Ну вот, начали мы маленькой такой лабораторией работать. Затем лаборанточка какая-то появилась у нас, потом присоединился еще один такой уже пожилой дяденька, специалист по шмелям, изменчивостью шмелей занимался, профессор Крюгер. И было у нас три комнатки. И поставили-таки мне телефон. я сопротивлялся. Сам Фогт, старик, пришел меня уговаривать: "Это полезное изобретение человечества". А я терпеть не мог и до сих пор терпеть не могу телефона.Я всегда говорю, что ежели я кому-то нужен, то можно прибежать ко мне. А то этот треп телефонный - ужасная штука. Времени уходит больше, чем ежели нет телефона. Но меня все-таки уговорили. Единственное, на чем я настоял, чтоб его Елене Александровне, жене моей, поставили в лабораторию.

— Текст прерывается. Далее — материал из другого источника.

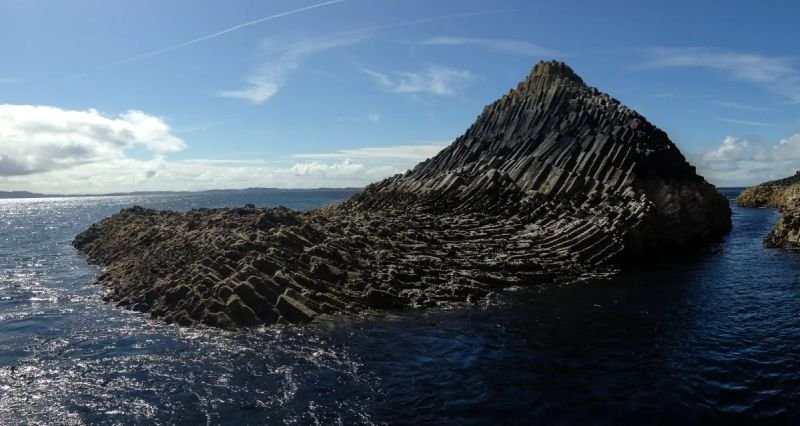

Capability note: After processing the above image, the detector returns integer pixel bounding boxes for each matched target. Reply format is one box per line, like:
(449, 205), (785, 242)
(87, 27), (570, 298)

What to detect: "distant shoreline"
(0, 187), (363, 200)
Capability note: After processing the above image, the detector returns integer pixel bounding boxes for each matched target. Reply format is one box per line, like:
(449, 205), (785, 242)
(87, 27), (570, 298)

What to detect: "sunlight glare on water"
(0, 191), (800, 425)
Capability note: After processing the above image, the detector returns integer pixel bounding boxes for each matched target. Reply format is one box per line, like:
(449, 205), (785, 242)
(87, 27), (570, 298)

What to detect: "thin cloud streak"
(85, 0), (350, 73)
(218, 10), (510, 103)
(291, 142), (448, 161)
(641, 47), (800, 102)
(421, 37), (567, 57)
(717, 117), (791, 128)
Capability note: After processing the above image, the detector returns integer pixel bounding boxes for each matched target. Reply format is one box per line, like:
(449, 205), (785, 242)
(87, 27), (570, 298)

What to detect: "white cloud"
(75, 0), (350, 77)
(292, 142), (447, 161)
(644, 47), (800, 102)
(711, 101), (764, 111)
(0, 157), (413, 194)
(422, 37), (566, 57)
(703, 136), (750, 161)
(717, 117), (791, 127)
(219, 35), (361, 104)
(692, 133), (800, 186)
(0, 105), (443, 194)
(0, 105), (186, 176)
(362, 66), (475, 96)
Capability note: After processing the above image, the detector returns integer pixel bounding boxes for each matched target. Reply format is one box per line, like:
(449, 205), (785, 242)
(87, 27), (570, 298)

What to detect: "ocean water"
(0, 190), (800, 425)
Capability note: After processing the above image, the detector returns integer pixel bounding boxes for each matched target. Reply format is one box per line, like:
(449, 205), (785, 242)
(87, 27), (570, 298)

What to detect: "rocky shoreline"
(736, 172), (800, 251)
(74, 62), (731, 328)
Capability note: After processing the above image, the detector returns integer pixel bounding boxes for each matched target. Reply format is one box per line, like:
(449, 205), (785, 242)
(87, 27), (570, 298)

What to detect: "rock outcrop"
(74, 62), (731, 327)
(736, 171), (800, 250)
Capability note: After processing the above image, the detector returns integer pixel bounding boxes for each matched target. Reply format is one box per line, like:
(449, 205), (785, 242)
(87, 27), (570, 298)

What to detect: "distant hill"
(0, 187), (361, 199)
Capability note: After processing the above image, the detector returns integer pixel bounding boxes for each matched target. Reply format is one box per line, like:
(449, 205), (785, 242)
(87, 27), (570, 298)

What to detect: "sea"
(0, 189), (800, 425)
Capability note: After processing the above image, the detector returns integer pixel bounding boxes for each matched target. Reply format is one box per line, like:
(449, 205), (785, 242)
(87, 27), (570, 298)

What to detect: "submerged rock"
(74, 62), (731, 327)
(736, 171), (800, 250)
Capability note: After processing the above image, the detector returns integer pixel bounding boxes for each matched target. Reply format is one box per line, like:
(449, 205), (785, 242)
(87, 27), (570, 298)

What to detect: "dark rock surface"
(74, 62), (731, 327)
(736, 171), (800, 250)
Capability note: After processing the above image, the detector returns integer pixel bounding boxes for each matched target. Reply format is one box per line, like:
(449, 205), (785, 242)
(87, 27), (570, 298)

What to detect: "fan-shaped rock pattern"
(736, 171), (800, 250)
(74, 62), (731, 327)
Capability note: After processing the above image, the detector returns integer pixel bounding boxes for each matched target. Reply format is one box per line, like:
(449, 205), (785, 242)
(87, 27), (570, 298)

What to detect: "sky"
(0, 0), (800, 193)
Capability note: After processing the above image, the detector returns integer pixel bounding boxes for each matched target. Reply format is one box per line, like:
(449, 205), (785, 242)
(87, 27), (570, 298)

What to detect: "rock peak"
(528, 61), (585, 86)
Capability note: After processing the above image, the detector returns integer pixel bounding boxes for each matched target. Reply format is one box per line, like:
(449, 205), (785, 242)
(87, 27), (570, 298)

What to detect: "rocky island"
(74, 62), (731, 327)
(736, 171), (800, 250)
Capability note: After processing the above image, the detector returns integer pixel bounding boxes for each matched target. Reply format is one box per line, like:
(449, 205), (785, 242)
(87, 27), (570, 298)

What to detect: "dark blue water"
(0, 188), (800, 425)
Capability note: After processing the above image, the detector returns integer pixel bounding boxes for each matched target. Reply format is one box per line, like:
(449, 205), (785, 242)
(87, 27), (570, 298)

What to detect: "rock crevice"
(75, 62), (731, 327)
(736, 171), (800, 251)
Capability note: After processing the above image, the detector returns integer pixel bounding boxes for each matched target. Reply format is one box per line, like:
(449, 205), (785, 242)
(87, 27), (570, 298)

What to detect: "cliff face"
(736, 172), (800, 250)
(346, 62), (731, 262)
(74, 62), (731, 327)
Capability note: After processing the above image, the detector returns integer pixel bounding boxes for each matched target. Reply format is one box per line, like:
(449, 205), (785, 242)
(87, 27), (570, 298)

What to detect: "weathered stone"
(73, 62), (732, 328)
(736, 171), (800, 251)
(275, 294), (317, 322)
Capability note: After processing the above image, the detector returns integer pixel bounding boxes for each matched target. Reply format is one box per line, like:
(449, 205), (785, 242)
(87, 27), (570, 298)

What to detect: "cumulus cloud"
(362, 66), (475, 96)
(0, 109), (434, 194)
(292, 142), (447, 161)
(644, 47), (800, 102)
(0, 157), (413, 194)
(219, 34), (361, 104)
(421, 37), (566, 57)
(0, 105), (186, 176)
(693, 133), (800, 186)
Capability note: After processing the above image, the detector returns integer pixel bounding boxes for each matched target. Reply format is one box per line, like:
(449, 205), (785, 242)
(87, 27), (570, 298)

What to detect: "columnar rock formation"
(736, 171), (800, 250)
(75, 62), (731, 327)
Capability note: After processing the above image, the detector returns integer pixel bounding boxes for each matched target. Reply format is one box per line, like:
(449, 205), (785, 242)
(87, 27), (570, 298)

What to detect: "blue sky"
(0, 0), (800, 193)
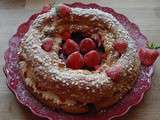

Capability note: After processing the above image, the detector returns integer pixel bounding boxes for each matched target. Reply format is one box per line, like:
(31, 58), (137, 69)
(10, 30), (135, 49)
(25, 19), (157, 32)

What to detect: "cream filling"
(24, 78), (76, 106)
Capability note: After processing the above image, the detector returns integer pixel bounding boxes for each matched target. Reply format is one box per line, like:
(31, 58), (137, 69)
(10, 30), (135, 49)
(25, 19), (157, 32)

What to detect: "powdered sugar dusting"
(20, 5), (139, 89)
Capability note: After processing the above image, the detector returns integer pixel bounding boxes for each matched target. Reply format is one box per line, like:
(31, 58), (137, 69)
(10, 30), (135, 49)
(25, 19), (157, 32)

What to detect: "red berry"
(113, 39), (128, 54)
(63, 39), (79, 55)
(57, 5), (71, 17)
(91, 34), (102, 47)
(66, 51), (84, 69)
(80, 38), (96, 53)
(106, 64), (122, 81)
(61, 30), (71, 40)
(84, 50), (101, 67)
(139, 48), (159, 66)
(41, 38), (53, 52)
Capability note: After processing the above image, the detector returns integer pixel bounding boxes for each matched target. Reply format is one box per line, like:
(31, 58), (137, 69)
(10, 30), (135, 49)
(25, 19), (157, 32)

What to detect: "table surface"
(0, 0), (160, 120)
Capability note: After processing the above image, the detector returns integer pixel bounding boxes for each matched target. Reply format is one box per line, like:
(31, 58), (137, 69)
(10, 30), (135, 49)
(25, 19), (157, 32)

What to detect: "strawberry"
(56, 5), (71, 17)
(66, 51), (84, 69)
(139, 48), (159, 66)
(91, 34), (102, 47)
(41, 38), (53, 52)
(84, 50), (101, 67)
(113, 39), (128, 54)
(61, 30), (71, 40)
(106, 64), (122, 81)
(63, 39), (79, 55)
(80, 38), (96, 53)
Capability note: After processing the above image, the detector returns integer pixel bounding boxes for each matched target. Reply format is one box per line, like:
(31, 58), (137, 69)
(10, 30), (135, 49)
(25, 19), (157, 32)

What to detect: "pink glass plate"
(4, 3), (154, 120)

Вскоре появился у меня такой доктор Клаус Циммерман, который окончил Ростокский университет что-то очень поздно, в 28 году, по-моему, потому что всю войну провоевал, до 19 года, а потом, после войны только, поступил в университет и не спеша его кончил. Потому что человек он был богатый, папаша его лесной промышленностью занимался, по слухам, даже миллионер был. Так что ему спешить некуда было. Деньги зарабатывать не к чему было: папаша давал. Но он очень хороший, настоящий зоолог был, мышевед и энтомолог одновременно. У Циммермана был талант, дар... Бывают такие зоологи, у которых любая скотина плодится, множится и разводится. Вот Циммерман такой был. Существует давно много мелких млекопитающих, которые разводятся в зоологических садах и в лабораториях, и некоторые дамы их содержат, разводят и т.д. А есть виды, которые ни у кого нигде никогда не размножались. А Циммерман... сажает в такую стеклянную аккумуляторную банку большую, чтобы выпрыгнуть не могли, бросает им там сенца, чтобы они могли зарыться, кормит чем-нибудь, и глядишь - детишки появляются у них, и великолепным образом они размножаются. Приходится писать статейку в зоологический журнал, что вот, каким образом - неведомо, но размножаются они в лабораторных условиях вполне.
Тут появилась, кроме Циммермана, еще одна такая польская еврейка Тененбаум Эсфирь Абрамовна. Она лучше всего говорила, пожалуй, по-немецки, потом по-русски, немножко по-польски, немножко по-французски. В 34 году, уже Гитлер тут был, мы с Фогтом умудрились ее переправить в Палестину, в Иерусалимский университет, и там она до конца войны благополучно занималась наукой. Что после войны с ней сталось, этого я не знаю.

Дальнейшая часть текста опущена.